The professionals at CertaPro Painters recently took part in a kitchen restoration project that would both pay homage to the rich heritage of a Victorian era home and complement the contemporary feel the homeowner wanted to achieve.
CertaPro Painters cabinet expert Patti Lank headed the design team with her knowledge of the latest in painting ideas and designs. "Today's first and foremost area of the home for family living and entertaining is the kitchen," says Patti Lank. "Personally, I love tackling a kitchen makeover when my client is open to blending old world charm with 21st century functionality. There was a lot to make new, but seeing the existing cabinetry, I felt that saving and restoring them would lend a beautiful finish to the modernized kitchen."
So when the time came for Lank to recast the cabinetry, she took an approach that was time-tested and far easier than the homeowner imagined. "Rather than toss the dark oak cabinets, we decided to restore them-but without labor-intensive sanding and without smoothing to perfection any and all surfaces with materials. We removed cabinets from the walls, cleaned them up, and then primed the surfaces with a base coat of paint. With the base applied, we added top coats of a two-color glaze finish creating a unique blond tone and low sheen that adds warmth to the entire room." This technique of interior house painting works to mimic a stained wood appearance, rather than base wood which gave the homeowner a beautiful finish.
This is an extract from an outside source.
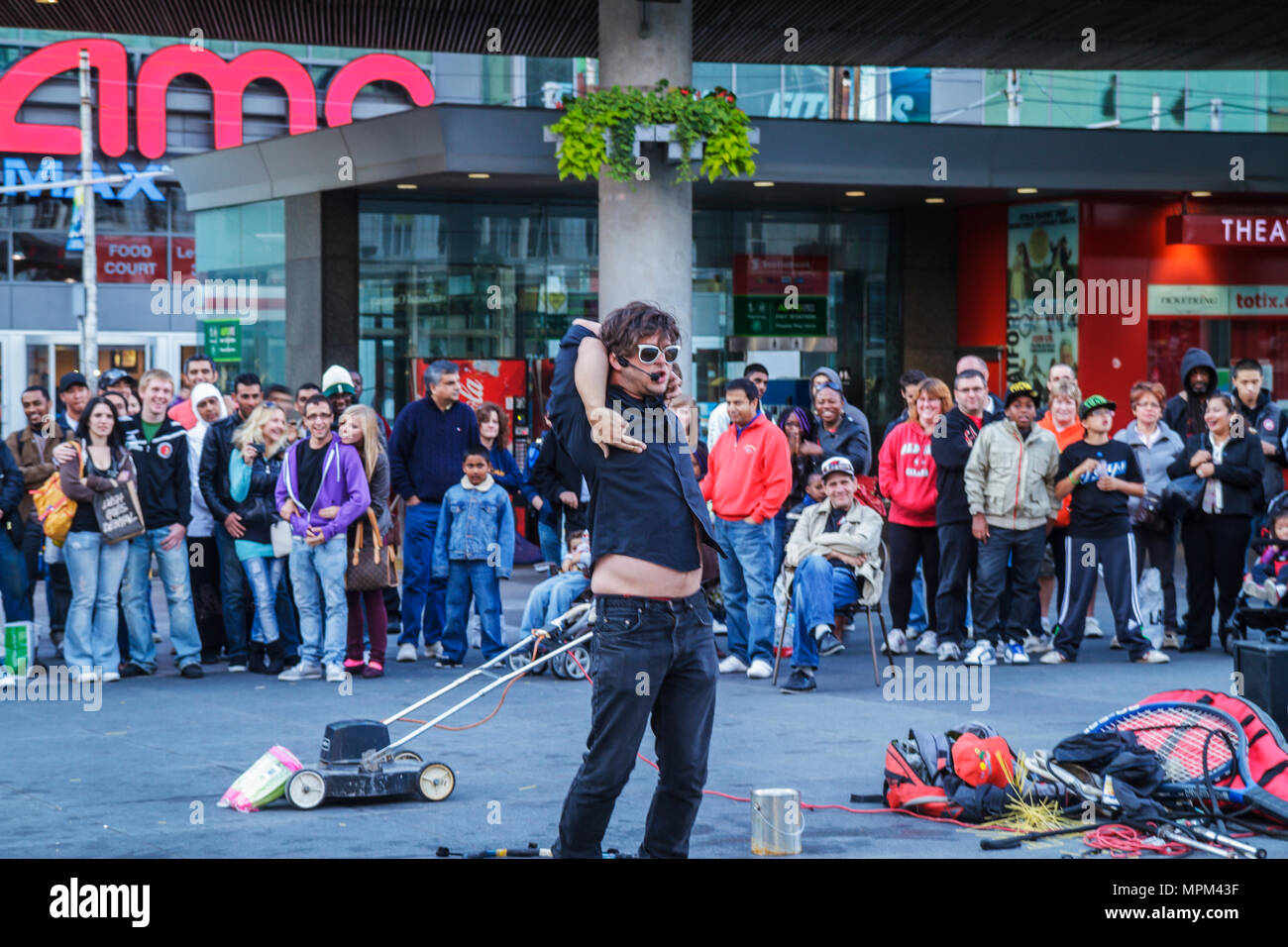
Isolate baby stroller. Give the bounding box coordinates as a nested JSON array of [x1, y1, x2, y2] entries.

"An added benefit of reworking cabinets in this fashion is that they don't look completely uniform-we aren't seeking perfection, we're seeking a variegated coloring-and since they're sealed and preserved, they wear like iron. Spills and marks wipe easily away from the hard finish top-glaze," says Lank.
Wall paint colors were determined based on the resulting cabinet glaze, with a lighter shade for the ceiling and a warmer, full-bodied tone for walls. Demolition had revealed interior 1880s rough brick, and that was left exposed in strategic areas.
Granite counter tops became an interesting challenge. "The island granite was an online bargain find, but a match was impossible to locate, so we mirrored the colors as opposites-dominant black granite with coral highlights for the island became dominant granite with black relief for the working counters around sink and stove," explains Lank.